Em abril deste ano, opositores chegaram a afastar Chávez do poder por 48 horas, mas o presidente conseguiu retornar ao cargo. Os EUA negaram envolvimento com o golpe.
''Ter um país dividido é perigoso. A Venezuela está muito perto de uma explosão social. Isso será ruim também para os países vizinhos e para os EUA'', disse o embaixador para o diário ''El Universal''.
Para o embaixador, a Venezuela ''não é uma democracia plena''. ''Há muita oposição. Os partidos políticos são frágeis e o país está totalmente polarizado.'' Ele acrescentou que os EUA são contra uma ruptura da ordem institucional do país.
O ex-presidente americano Jimmy Carter (1977-1981) está na Venezuela e se encontrou com Chávez. Carter, que hoje tem uma organização que se dedica a monitorar a democracia no mundo, está no país a convite do presidente.
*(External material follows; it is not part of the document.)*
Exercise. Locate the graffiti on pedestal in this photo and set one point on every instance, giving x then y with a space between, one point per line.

Chávez lhe pediu ajuda para estabelecer um diálogo com a oposição.
Na sua estada, Carter também está mantendo contatos com lideranças opositoras e com outros setores da sociedade venezuelana.
Os opositores querem que o ex-presidente permaneça no país até a quinta-feira. Nesse dia, será realizada uma grande manifestação contra Chávez que deverá reunir milhares de pessoas diante do palácio presidencial de Miraflores. Segundo os líderes da oposição, a presença de Carter ajudará a conter a violência.